The mainland jumped to 15th place from last year's 18th, while Japan fell from 16th to 24th and Taiwan slipped from 17th to 18th. South Korea moved up to 29th from last year's 32th.


It is the first time that the Chinese mainland has moved ahead of Japan and Taiwan since the IMD launched the annual list in 1989.


This year's report measured the competitiveness of 55 economies in four areas -- economic performance, government efficiency, business efficiency and infrastructure, using 323 criteria.


The United States remained top, followed by Singapore and Hong Kong, which exchanged positions from the previous year. Luxembourg, Denmark, Switzerland, Iceland, the Netherlands, Sweden and Canada round up the top 10.


The IMD said one of the major factors behind the Chinese mainland's rise is its strong economic performance, which is ranked only second to the US. The mainland's government efficiency and infrastructure scores also showed dramatic increases.


Japan registered weakness in direct investment, corporate tax rates, total general government debt and language skills, although it still ranked high in inflation performance, total reserves and life expectancy.


The report said Taiwan performed poorly in basic infrastructure and government efficiency, as well as in financial risk and transparency, stock market index and cell phone charges.


Zhao Yanyun, director of the Assessment and Competitiveness Research Center of Renmin University of China, said the report reflects the true picture of a rising Chinese mainland.


But he cautioned that although the mainland has gained ground in the IMD report, which is considered the most scientific and authoritative competitiveness report in the world, it still lagged behind in criteria such as the environment and corporate social responsibility.


IMD experts believe that the Chinese mainland needs to tackle domestic problems such as environmental degradation and imbalanced development if it wanted to be among the top 10.


It is believed that non-economic factors were behind Taiwan's drop.


"Foreign companies won't invest in a region where economic policies are inconsistent and unpredictable," IMD President Peter Lorange said in a speech at the Taipei-based Taiwan University in March.

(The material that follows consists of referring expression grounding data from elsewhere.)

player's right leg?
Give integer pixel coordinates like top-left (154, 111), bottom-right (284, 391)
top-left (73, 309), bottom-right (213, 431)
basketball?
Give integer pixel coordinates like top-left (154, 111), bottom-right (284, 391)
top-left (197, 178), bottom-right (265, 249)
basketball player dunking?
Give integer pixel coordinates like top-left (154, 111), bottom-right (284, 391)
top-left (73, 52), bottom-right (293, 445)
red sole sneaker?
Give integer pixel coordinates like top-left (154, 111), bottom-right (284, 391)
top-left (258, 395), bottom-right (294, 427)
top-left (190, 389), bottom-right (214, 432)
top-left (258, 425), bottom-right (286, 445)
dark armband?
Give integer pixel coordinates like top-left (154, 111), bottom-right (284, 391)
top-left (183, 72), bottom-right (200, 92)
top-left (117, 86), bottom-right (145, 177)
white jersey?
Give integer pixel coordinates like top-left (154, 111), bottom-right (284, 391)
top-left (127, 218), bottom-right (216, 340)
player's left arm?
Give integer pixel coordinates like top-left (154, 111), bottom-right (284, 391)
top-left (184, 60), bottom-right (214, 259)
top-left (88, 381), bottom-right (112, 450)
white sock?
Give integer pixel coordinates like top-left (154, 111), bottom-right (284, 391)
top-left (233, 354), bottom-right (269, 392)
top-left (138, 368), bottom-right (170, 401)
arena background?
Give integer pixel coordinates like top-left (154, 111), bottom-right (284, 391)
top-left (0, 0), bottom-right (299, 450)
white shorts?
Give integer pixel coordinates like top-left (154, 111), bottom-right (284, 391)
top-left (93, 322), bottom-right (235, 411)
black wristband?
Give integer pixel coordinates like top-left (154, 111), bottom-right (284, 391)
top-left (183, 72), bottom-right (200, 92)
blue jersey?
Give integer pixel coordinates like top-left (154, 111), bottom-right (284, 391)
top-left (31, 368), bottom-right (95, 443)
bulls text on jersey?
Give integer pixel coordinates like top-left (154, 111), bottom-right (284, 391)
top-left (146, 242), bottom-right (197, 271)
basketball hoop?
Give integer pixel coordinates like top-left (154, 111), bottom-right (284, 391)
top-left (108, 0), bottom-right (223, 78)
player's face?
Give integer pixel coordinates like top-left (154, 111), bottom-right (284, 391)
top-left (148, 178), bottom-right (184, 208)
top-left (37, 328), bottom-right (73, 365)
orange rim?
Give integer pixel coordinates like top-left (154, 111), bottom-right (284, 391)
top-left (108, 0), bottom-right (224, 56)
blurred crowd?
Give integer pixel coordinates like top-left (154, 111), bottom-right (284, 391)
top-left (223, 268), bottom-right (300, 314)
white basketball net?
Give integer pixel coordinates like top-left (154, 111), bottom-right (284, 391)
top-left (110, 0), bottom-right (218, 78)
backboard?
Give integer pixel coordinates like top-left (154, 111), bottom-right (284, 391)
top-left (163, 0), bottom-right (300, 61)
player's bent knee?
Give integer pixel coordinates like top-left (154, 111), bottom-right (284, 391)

Lin Chu-chia, a professor in economics at Chengchi University in Taiwan, said political chaos should be blamed. "Taiwan's ranking will continue to drop if the Democratic Progressive Party continues to rule," he said.


Meanwhile, experts predicted that protectionist measures would increase in Europe and the US as the report showed that emerging nations such as China, India (27th) and Russia (43rd) are catching up fast with industrialized nations.


This year and beyond, economic relations will be more tense than ever as emerging markets turn into emerging powers and challenge the established order for competitiveness, said Stephane Garelli, director of IMD's World Competitiveness Center.